## Typed embedding of STLC into Haskell

5 February 2015 (programming haskell language correctness)Someone posted to the Haskell subreddit this blogpost of Lennart where he goes step-by-step through implementing an evaluator and type checker for CoC. I don't know why this post from 2007 showed up on Reddit this week, but it's a very good post, pedagogically speaking. Go and read it.

In this post, I'd like to elaborate on the simply-typed lambda calculus part of his blogpost. His typechecker defines the following types for representing STLC types, terms, and environments:

data Type = Base | Arrow Type Type deriving (Eq, Show) type Sym = String data Expr = Var Sym | App Expr Expr | Lam Sym Type Expr deriving (Eq, Show)

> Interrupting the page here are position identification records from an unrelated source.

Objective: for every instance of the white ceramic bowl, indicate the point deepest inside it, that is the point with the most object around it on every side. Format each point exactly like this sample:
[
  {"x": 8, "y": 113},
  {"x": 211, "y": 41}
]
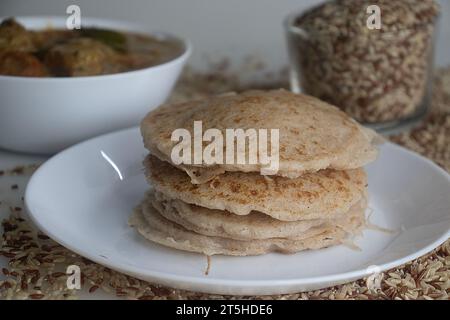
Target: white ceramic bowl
[{"x": 45, "y": 115}]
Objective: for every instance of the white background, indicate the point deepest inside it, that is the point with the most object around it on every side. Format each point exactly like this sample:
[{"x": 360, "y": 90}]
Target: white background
[{"x": 218, "y": 28}]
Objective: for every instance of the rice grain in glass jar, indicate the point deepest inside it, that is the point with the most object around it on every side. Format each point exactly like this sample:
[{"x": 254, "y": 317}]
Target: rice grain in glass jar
[{"x": 381, "y": 77}]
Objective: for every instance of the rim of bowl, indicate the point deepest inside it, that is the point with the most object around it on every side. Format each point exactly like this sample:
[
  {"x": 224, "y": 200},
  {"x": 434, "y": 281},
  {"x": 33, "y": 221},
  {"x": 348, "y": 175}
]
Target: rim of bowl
[{"x": 123, "y": 26}]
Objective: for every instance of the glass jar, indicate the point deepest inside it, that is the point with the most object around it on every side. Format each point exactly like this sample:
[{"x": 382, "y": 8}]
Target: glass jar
[{"x": 380, "y": 78}]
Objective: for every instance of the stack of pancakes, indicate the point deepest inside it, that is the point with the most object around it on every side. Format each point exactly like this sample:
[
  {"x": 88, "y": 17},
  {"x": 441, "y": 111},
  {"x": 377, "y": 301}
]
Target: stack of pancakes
[{"x": 316, "y": 199}]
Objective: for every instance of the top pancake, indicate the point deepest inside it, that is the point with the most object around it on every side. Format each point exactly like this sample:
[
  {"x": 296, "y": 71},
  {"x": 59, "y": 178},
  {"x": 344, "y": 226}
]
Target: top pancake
[{"x": 313, "y": 134}]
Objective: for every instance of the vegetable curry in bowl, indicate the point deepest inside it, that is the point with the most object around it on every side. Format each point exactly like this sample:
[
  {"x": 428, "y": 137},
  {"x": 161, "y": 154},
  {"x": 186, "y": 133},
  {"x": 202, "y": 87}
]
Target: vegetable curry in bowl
[{"x": 77, "y": 53}]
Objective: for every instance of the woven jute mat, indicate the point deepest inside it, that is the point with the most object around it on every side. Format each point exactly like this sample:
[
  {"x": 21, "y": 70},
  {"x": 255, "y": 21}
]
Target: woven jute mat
[{"x": 37, "y": 265}]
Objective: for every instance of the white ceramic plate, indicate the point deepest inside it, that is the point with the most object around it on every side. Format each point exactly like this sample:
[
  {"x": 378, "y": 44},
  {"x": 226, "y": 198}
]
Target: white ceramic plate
[{"x": 82, "y": 198}]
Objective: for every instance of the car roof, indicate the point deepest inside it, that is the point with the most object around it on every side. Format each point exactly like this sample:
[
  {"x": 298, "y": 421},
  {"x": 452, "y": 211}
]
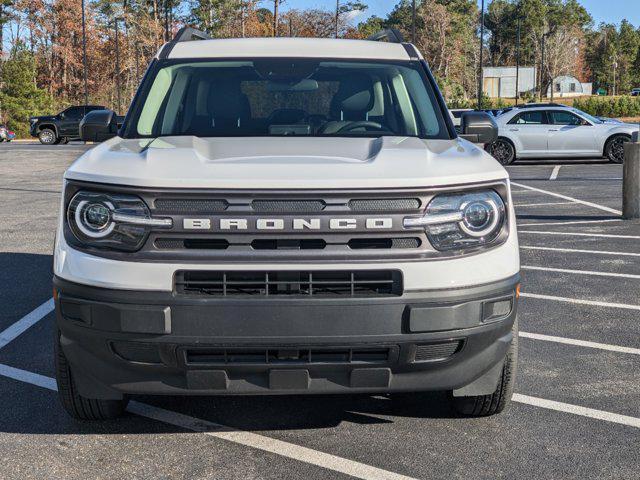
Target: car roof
[{"x": 290, "y": 48}]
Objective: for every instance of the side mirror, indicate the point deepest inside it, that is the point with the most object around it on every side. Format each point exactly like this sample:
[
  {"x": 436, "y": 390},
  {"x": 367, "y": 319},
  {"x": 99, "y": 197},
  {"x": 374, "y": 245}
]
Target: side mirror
[
  {"x": 98, "y": 126},
  {"x": 478, "y": 127}
]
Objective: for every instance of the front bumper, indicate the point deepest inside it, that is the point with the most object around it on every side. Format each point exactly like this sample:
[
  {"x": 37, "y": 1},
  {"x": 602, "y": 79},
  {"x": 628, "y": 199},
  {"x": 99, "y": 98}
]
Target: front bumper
[{"x": 135, "y": 342}]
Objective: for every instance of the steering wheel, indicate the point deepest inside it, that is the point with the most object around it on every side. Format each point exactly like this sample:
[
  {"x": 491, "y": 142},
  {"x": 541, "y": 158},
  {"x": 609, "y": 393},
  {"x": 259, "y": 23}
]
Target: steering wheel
[{"x": 362, "y": 124}]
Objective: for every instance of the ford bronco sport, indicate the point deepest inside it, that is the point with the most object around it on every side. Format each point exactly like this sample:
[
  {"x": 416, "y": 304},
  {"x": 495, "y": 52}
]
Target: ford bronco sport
[{"x": 286, "y": 216}]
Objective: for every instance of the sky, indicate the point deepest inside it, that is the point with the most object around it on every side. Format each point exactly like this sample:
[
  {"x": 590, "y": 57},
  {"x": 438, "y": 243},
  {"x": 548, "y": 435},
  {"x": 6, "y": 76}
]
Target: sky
[{"x": 610, "y": 11}]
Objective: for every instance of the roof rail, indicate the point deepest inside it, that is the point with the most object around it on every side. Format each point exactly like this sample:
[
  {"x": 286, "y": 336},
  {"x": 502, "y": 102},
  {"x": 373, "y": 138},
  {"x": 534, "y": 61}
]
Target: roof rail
[
  {"x": 188, "y": 34},
  {"x": 391, "y": 35}
]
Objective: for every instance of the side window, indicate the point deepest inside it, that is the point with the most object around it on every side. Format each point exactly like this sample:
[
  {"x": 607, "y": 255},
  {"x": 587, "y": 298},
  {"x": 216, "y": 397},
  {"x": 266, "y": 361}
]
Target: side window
[
  {"x": 564, "y": 118},
  {"x": 528, "y": 118},
  {"x": 74, "y": 113}
]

The signature of the typechecker presented in his post is as follows:

type ErrorMsg = String type TC a = Either ErrorMsg a newtype Env = Env [(Sym, Type)] deriving (Show) tCheck :: Env -> Expr -> TC Type

My approach is to instead create a representation of terms of STLC in such a way that only well-scoped, well-typed terms can be represented. So let's turn on a couple of heavy-weight language extensions from GHC 7.8 (we'll see how each of them is used), and define a typed representation of STLC terms:

{-# LANGUAGE GADTs, StandaloneDeriving #-} {-# LANGUAGE DataKinds, KindSignatures, TypeFamilies, TypeOperators #-} {-# LANGUAGE ScopedTypeVariables #-} {-# LANGUAGE TemplateHaskell #-} -- sigh... import Data.Singletons.Prelude import Data.Singletons.TH import Data.Type.Equality -- | A (typed) variable is an index into a context of types data TVar (ts :: [Type]) (a :: Type) where Here :: TVar (t ': ts) t There :: TVar ts a -> TVar (t ': ts) a deriving instance Show (TVar ctx a) -- | Typed representation of STLC: well-scoped and well-typed by construction data TTerm (ctx :: [Type]) (a :: Type) where TConst :: TTerm ctx Base TVar :: TVar ctx a -> TTerm ctx a TLam :: TTerm (a ': ctx) b -> TTerm ctx (Arrow a b) TApp :: TTerm ctx (Arrow a b) -> TTerm ctx a -> TTerm ctx b deriving instance Show (TTerm ctx a)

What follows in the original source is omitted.